Das römische Parlament hat die geplante Militärmission, mit der die Abwehr von Flüchtlingen im zentralen Mittelmeer verstärkt werden soll, am Mittwoch mit großer Mehrheit gebilligt. Wenige Stunden später fuhr das italienische Kriegsschiff „Commandante Borsini“ in die libyschen Hoheitsgewässer ein. Sein Ziel war der Marinestützpunkt im Hafen von Tripoli, wo das Schiff nun für längere Zeit stationiert bleiben soll. An Bord befand sich eine Gruppe von Führungsoffizieren der italienischen Streitkräfte, die die neue Militärmission vorbereiten soll. 

Indessen meldete die Regierung in Rom am 1. August einen starken Rückgang der Flüchtlingszahlen: Im Juli seien nur 10.781 Menschen über das Mittelmeer in Italien angekommen, nicht einmal halb so viele wie im gleichen Monat des Vorjahres. Als wesentlichen Hintergrund dieser erstaunlichen Entwicklung sehen italienische Medien die bessere Ausstattung der libyschen Küstenwache und deren intensivere Koordination mit der EU-Marinemission EUNAVFOR Med. Italien hat in diesem Jahr bereits vier Patrouillenboote nach Libyen geliefert, sechs weitere sollen in den nächsten Monaten folgen. Dadurch kann die Küstenwache sehr viel mehr Flüchtende „aufgreifen“ und aufs Festland zurückbringen. Allein am Sonnabend sollen 800 Migranten davon betroffen gewesen sein. Diesen Trend zu fördern, ist ein Ziel der neuen italienischen Mission. 

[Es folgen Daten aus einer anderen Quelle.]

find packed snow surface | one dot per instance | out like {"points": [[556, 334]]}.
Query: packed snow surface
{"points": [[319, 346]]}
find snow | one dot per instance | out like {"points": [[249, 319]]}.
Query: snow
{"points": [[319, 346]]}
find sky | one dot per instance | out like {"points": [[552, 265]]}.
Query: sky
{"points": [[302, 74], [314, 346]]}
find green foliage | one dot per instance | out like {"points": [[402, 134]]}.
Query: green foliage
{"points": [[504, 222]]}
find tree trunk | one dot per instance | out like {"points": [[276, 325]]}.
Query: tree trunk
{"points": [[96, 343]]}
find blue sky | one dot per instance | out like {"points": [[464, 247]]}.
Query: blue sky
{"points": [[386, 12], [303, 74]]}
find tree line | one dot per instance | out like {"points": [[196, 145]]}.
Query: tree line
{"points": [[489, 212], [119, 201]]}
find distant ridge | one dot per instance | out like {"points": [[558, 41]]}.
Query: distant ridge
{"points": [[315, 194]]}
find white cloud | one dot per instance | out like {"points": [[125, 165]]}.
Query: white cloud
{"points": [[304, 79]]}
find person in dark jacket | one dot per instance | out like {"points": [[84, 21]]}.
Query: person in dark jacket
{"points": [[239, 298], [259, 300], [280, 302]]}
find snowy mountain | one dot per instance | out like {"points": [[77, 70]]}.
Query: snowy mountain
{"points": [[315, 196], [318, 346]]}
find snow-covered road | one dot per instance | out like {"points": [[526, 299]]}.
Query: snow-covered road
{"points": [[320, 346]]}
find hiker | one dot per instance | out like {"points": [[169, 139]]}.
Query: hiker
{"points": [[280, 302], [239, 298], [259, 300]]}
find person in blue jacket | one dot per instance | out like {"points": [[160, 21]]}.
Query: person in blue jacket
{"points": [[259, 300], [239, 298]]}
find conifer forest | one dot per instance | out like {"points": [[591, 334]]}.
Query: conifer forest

Für die Folgen scheinen sich die EU-Regierungen nicht verantwortlich und rechenschaftspflichtig zu fühlen. Die Situation in den libyschen Internierungslagern ist bekanntermaßen jetzt schon menschenunwürdig, Verbrechen gegen die dort gefangen gehaltenen und ausgebeuteten Menschen sind an der Tagesordnung. Außerdem befinden die Lager sich an der Obergrenze ihrer Kapazität. Die „Repatriierung“ von „gestrandeten“ Flüchtlingen in ihre Heimatländer, die nach Lage der Dinge nicht freiwillig ist, bleibt hinter dem Zuwachs weit zurück. Der Dienstleister für solche Aufgaben, die IOM (International Organization for Migration), will bis Jahresende maximal 10.000 Menschen aus Libyen „repatriieren“.